Under the terms of the deal KMP will provide Phillips 66 with “a significant portion” of the lateral pipeline’s initial 30,000 b/d of capacity, which is expandable to 100,000 b/d.

Included in the $90 million investment, KMP will add associated receipt facilities by constructing a five-bay truck offloading facility and three new storage tanks with approximately 360,000 barrels of crude/condensate capacity at Kinder Morgan’s DeWitt Station in DeWitt County, TX, and Wharton Pump Station in Wharton County, TX.

Dependent on receiving the necessary environmental and regulatory approvals, the company said construction of the infrastructure is scheduled to begin in 4Q2012.

“This pipeline lateral will provide yet another attractive delivery point for customers of our KMCC pipeline while providing Phillips 66 with enhanced access to price-advantaged Eagle Ford crude and condensate,” said Tom Bannigan, president of KMP’s products pipelines business. He said the project is expected to be immediately accretive to cash available to KMP unitholders upon completion in 1Q2014.

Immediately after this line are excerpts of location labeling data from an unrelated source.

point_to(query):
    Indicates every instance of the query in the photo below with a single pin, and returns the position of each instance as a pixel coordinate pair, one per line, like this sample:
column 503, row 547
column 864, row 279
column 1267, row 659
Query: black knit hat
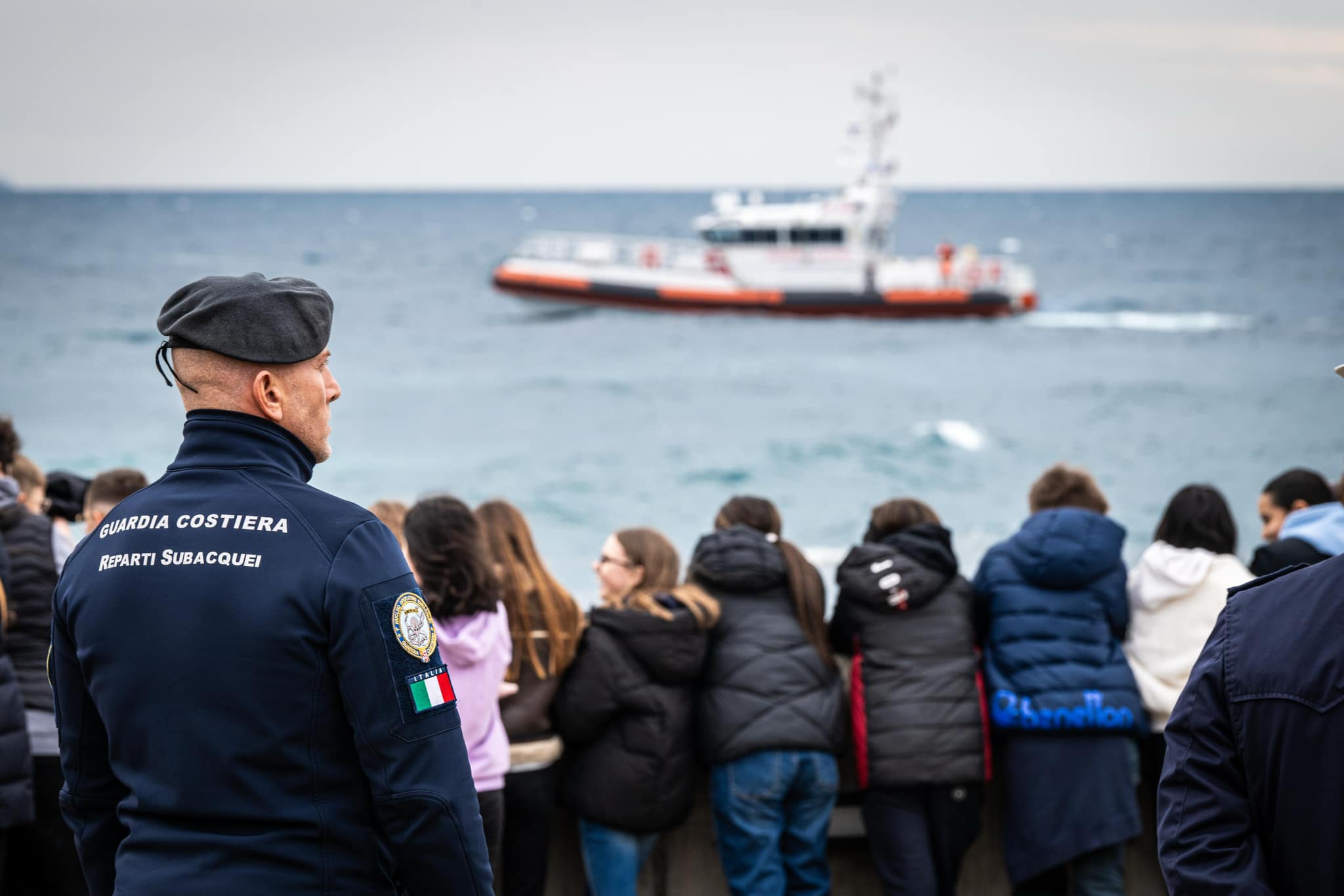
column 284, row 320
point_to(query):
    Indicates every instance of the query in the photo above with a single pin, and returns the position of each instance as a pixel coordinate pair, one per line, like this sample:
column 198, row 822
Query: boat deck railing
column 967, row 270
column 616, row 249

KMP’s $215 million KMCC pipeline, which was ready for service in June 2012 (see Shale Daily, June 15), transports crude/condensate from the Eagle Ford shale to the Houston Ship Channel. The pipeline — supported by long-term commitments with a capacity of 300,000 b/d — is composed of 65 miles of new-build construction and 113 miles of converted natural gas pipeline, originating in the Eagle Ford Shale and delivering crude and condensate to terminaling facilities that provide access to refineries, petrochemical plants and docks on the Texas Gulf Coast. KMCC will also tie into Kinder Morgan’s planned petroleum condensate processing facility to be located near the company’s Galena Park, TX, terminal on the Houston Ship Channel (see Shale Daily, Dec. 15, 2011).

The Phillips 66 deal comes one month after KMP and BP North America struck agreements for KMP to provide BP with condensate processing services and storage at Kinder Morgan’s Galena Park terminal on the Houston Ship Channel (see Shale Daily, July 23). In the deal BP committed more than 40,000 b/d of throughput at KMP’s petroleum condensate facility, which will split condensate into various components such as light and heavy naphthas, kerosene and gas oil. The approximately $200 million facility has been designed to provide future processing expansions up to 100,000 b/d throughput. BP also will lease an additional 750,000 bbl of storage that KMP will add at its Galena Park terminal. The expansion is part of KMP’s $75 million investment to construct five tanks that will connect to its condensate facility with new piping, manifolds and pumps. The company expects the new storage tanks and condensate facility to be in service in the first quarter of 2014.